Local bi-integrability of bi-Hamiltonian systems via bi-Poisson reduction

TL;DR

This paper proves local bi-integrability of bi-Hamiltonian systems using bi-Poisson reduction, extending standard integrals to construct complete bi-involutive function sets in both real and complex cases.

Contribution

It establishes the local bi-integrability of bi-Hamiltonian systems via bi-Poisson reduction, providing a method to construct complete bi-involutive function sets.

Findings

Bi-Hamiltonian systems are locally bi-integrable under certain conditions.

A complete set of bi-involutive functions is constructed.

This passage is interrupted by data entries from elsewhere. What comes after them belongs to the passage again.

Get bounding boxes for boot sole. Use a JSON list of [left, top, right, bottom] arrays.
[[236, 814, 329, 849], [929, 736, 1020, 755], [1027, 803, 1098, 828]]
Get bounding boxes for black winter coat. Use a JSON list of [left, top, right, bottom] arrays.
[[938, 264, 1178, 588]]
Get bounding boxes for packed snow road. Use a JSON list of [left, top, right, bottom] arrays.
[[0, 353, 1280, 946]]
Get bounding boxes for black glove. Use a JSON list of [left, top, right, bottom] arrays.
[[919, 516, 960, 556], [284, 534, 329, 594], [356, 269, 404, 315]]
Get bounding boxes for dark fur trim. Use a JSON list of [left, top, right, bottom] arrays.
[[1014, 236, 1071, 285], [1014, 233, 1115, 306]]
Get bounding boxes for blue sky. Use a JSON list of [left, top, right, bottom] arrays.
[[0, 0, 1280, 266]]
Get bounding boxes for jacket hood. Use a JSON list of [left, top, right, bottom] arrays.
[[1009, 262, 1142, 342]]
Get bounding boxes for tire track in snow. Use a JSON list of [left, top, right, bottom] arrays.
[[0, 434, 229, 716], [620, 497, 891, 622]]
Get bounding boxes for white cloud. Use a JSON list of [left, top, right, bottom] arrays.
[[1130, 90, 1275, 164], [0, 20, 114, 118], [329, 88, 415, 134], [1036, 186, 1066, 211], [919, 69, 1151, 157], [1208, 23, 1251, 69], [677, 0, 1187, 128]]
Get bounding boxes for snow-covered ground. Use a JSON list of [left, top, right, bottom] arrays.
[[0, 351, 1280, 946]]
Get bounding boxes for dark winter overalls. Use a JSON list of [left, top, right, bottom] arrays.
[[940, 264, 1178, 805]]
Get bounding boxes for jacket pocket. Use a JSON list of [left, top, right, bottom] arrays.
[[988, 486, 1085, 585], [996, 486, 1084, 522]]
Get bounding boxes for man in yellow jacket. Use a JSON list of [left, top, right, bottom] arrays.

The results apply to both real smooth and complex analytic cases.

Abstract

We prove that any bi-Hamiltonian system $v = \left(\mathcal{A} + \lambda \mathcal{B}\right)dH_{\lambda}$ that is Hamiltonian with respect all Poisson brackets $\mathcal{A} + \lambda \mathcal{B}$ is locally bi-integrable in both the real smooth case, when all eigenvalues of the Poisson pencil $\mathcal{P} = \left\{\mathcal{A} + \lambda \mathcal{B}\right\}$ are real, and in the complex analytic case. A complete set of functions in bi-involution is constructed by extending the set of standard integrals, which consists of Casimir functions of Poisson brackets, eigenvalues of the Poisson pencil and Hamiltonians.